There is only one experience, in which all perceptions are represented as in thoroughgoing and lawlike connection, just as there is only one space and time, in which all forms of appearance and all relation of being or non-being take place. If one speaks of different experiences, they are only so many perceptions insofar as they belong to one and the same universal experience. The thoroughgoing and synthetic unity of perceptions is precisely what constitutes the form of experience, and it is nothing other than the synthetic unity of the appearances in accordance with concepts.
A111
Unity of synthesis in accordance with empirical concepts would be entirely contingent, and, were it not grounded on a transcendental ground of unity, it would be possible for a swarm of appearances to fill up our soul without experience ever being able to arise from it. But in that case all relation of cognition to objects would also disappear, since the appearances would lack connection in accordance with universal and necessary laws, and would thus be intuition without thought, but never cognition, and would therefore be as good as nothing for us.

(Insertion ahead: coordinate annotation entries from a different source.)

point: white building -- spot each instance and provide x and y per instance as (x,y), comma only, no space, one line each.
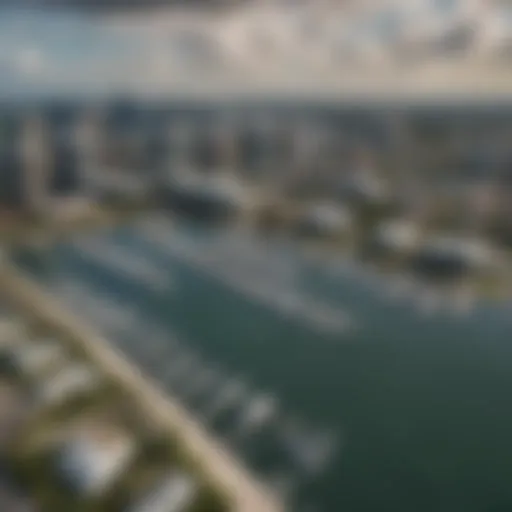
(175,494)
(396,236)
(457,254)
(327,219)
(91,460)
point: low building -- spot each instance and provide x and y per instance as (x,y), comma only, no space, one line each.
(364,187)
(89,461)
(175,494)
(443,256)
(213,197)
(396,237)
(33,359)
(70,382)
(69,209)
(11,331)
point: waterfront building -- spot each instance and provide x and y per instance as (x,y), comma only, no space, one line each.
(395,237)
(325,219)
(33,359)
(36,163)
(214,197)
(71,381)
(89,461)
(445,256)
(11,331)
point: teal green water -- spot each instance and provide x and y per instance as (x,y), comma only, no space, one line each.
(421,404)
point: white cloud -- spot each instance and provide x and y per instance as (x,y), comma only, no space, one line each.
(29,61)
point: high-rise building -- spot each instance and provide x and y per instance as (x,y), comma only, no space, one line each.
(88,146)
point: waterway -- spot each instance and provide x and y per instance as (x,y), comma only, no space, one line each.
(335,384)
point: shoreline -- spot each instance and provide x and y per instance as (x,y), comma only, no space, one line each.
(247,494)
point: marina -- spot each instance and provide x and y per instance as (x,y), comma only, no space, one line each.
(385,408)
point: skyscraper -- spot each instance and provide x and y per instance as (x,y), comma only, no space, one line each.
(35,163)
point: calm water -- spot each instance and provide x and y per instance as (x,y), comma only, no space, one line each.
(415,408)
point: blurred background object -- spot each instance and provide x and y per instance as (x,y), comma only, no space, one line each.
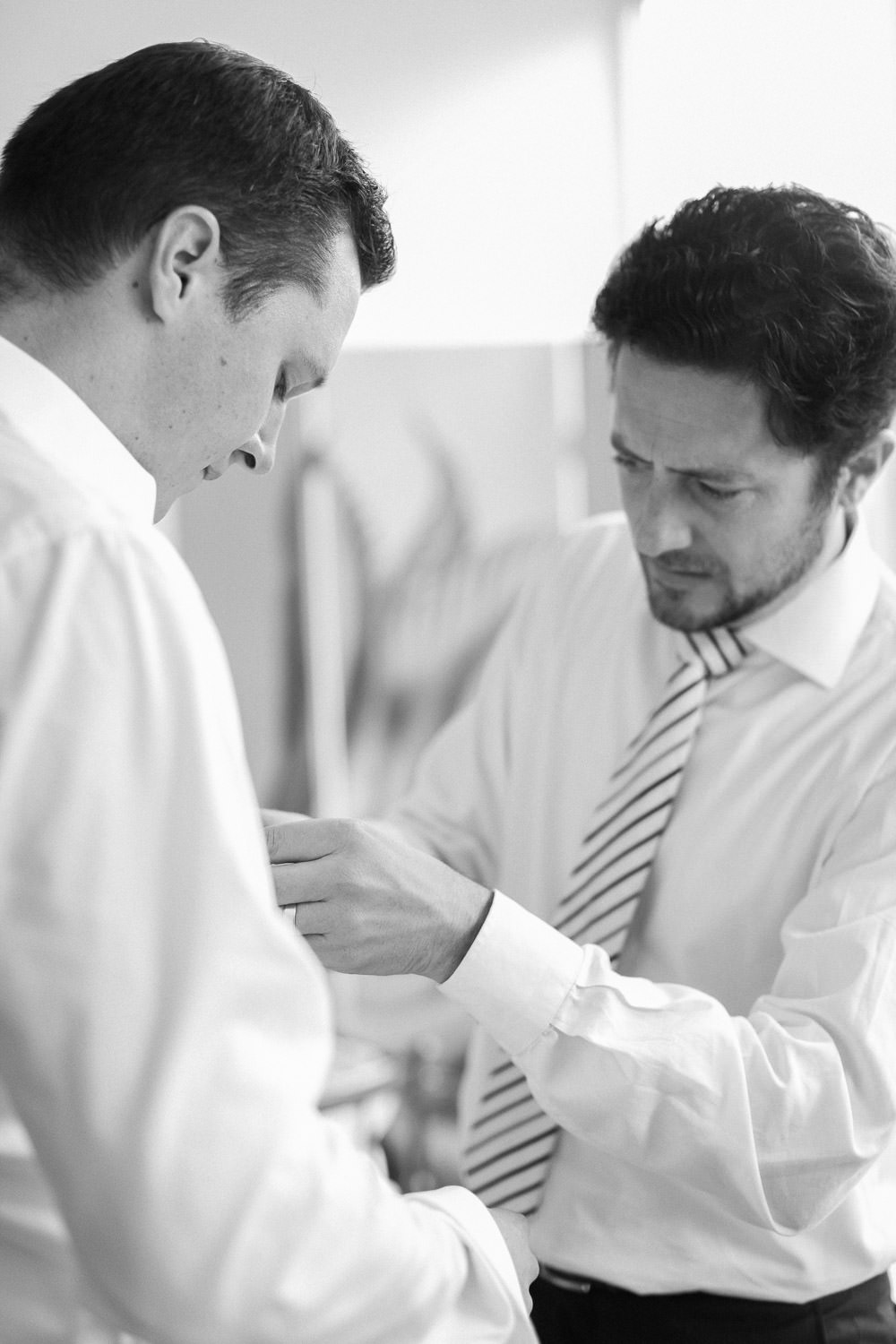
(359,588)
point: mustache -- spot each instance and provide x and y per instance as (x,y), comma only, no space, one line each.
(680,562)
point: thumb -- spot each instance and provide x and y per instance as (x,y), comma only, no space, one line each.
(298,839)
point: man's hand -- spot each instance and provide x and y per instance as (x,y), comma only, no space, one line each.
(514,1230)
(370,903)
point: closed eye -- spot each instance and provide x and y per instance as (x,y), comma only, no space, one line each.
(716,492)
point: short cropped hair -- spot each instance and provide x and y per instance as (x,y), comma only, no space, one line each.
(780,285)
(101,161)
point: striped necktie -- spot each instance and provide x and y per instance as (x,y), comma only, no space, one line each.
(511,1140)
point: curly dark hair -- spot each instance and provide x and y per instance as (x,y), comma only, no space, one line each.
(105,159)
(788,288)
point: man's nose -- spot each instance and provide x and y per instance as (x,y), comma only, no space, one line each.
(661,521)
(258,454)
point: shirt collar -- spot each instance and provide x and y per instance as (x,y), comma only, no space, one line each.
(56,424)
(817,632)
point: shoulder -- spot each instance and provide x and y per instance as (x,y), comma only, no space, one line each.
(598,562)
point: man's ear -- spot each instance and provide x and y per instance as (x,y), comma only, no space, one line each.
(863,468)
(183,260)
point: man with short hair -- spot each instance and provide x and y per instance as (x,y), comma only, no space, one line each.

"Intuition without thought" (gedankenlose Anschauung) would be the myriad sensory reception of experience, except it is handled unconsciously so it appears as nothing, and yet it is the biophysical ground for cognition. But biophysics belongs to practical reason, not pure reason ie phenomenology, so by the latter it is not discerned. (Excuse me if I'm speculating beyond my sketchy knowledge.)

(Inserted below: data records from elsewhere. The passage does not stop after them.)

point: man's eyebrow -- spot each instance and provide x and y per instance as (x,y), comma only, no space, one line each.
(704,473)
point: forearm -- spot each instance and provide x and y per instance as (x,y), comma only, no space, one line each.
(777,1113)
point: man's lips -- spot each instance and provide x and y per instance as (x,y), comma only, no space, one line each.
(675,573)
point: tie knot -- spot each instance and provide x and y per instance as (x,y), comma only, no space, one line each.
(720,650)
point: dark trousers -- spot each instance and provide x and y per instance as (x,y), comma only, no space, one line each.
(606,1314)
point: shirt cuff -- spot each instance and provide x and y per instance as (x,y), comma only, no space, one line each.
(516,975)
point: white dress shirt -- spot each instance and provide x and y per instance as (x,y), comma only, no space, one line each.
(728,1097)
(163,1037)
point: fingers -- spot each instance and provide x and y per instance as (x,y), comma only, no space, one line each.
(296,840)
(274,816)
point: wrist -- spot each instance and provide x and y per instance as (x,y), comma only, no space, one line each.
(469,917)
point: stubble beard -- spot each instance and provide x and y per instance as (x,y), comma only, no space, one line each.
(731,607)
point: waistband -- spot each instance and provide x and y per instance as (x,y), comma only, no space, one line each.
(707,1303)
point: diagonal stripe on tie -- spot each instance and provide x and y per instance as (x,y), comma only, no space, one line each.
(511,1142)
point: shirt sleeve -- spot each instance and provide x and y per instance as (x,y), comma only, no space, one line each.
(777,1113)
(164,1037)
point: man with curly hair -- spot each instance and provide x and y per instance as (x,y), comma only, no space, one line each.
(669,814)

As discussed on Heidegger Forum 2022, it is aligned with Being in Heidegger's oeuvre, which also doubles-up as nothing.
The nothing is the "not" of beings, and is thus being, experienced from the perspective of beings. (Pathmarks p.97)
ie Being is not beings. Likewise intuition without thought is not thought experience. In both Kant's and Heidegger's cases add timeadd time and cognition to produces the 'beings', the things in experience. Thus is the phenomenological container put on the source of beings.